Basit yargılama usulüyle verilen karara itiraz edilmesi hâlinde duruşma açılarak yeniden karar verilir. Bu durumda, yeniden verilen hükme karşı aşağıda açıklandığı gibi istinaf yoluna başvurulabilir

Yargılama sonucunda verilen karara karşı, hükmün açıklanmasından itibaren 7 gün içinde istinafa başvurulabilir. Eğer bu süre içerisinde istinafa başvurulmazsa karar kesinleşir ve kişi istinafa başvurma hakkını kaybeder. İstinaf başvurusu, kararı veren mahkemeye sunulan bir dilekçe ile veya zabıt kâtibine beyanda bulunarak yapılır.

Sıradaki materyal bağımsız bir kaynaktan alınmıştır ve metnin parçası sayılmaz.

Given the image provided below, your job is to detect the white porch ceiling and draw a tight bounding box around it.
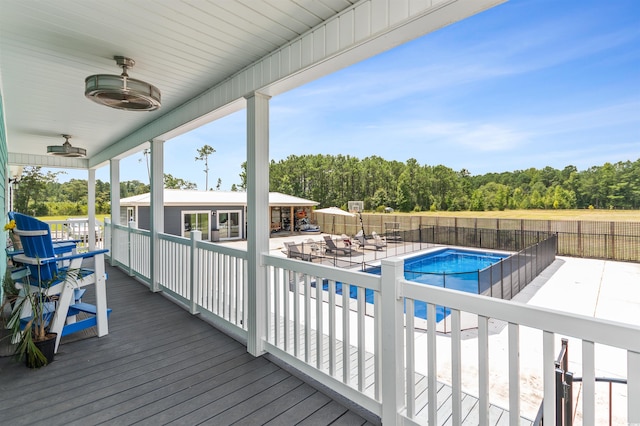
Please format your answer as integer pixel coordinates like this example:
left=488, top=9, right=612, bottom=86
left=0, top=0, right=503, bottom=168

Dikkat – Yargılama sonucunda HAGB (Hükmün açıklanmasının geri bırakılması) kararı verilmişse, bu karara karşı istinaf kanun yoluna başvurulamaz. HAGB kararları için öngörülen kanun yolu itirazdır. HAGB kararlarına karşı, hükmün açıklanmasından itibaren 7 gün içerisinde, kararı veren mahkemenin bağlı bulunduğu Ağır Ceza Mahkemesine itiraz edilebilir.

İstinafın, bozma kararı dışındaki kararlarına karşı, temyiz (Yargıtay) yoluna başvurulabilmektedir. Ancak kaybolmuş veya hata sonucu ele geçmiş eşya üzerinde tasarruf suçunda verilecek ceza 1 yılı geçemeyeceğinden temyiz yoluna başvurulması mümkün değildir.

Sonuç

Kaybolmuş veya hata sonucu ele geçmiş eşya üzerinde tasarruf etme suçuna ilişkin soruşturma ve kovuşturma süreçleri birçok detay barındırmakta ve uzmanlık gerektirmektedir. Savunmalar ve teknik detaylar her somut olaya göre farklılık göstermekte olup tüm bu süreçte en ufak bir detayın atlanması dahi kişinin haksız yere mahkûmiyetine yol açabilmektedir. Bu sebeple, alanında uzman bir ceza avukatından yardım alınmasında fayda vardır.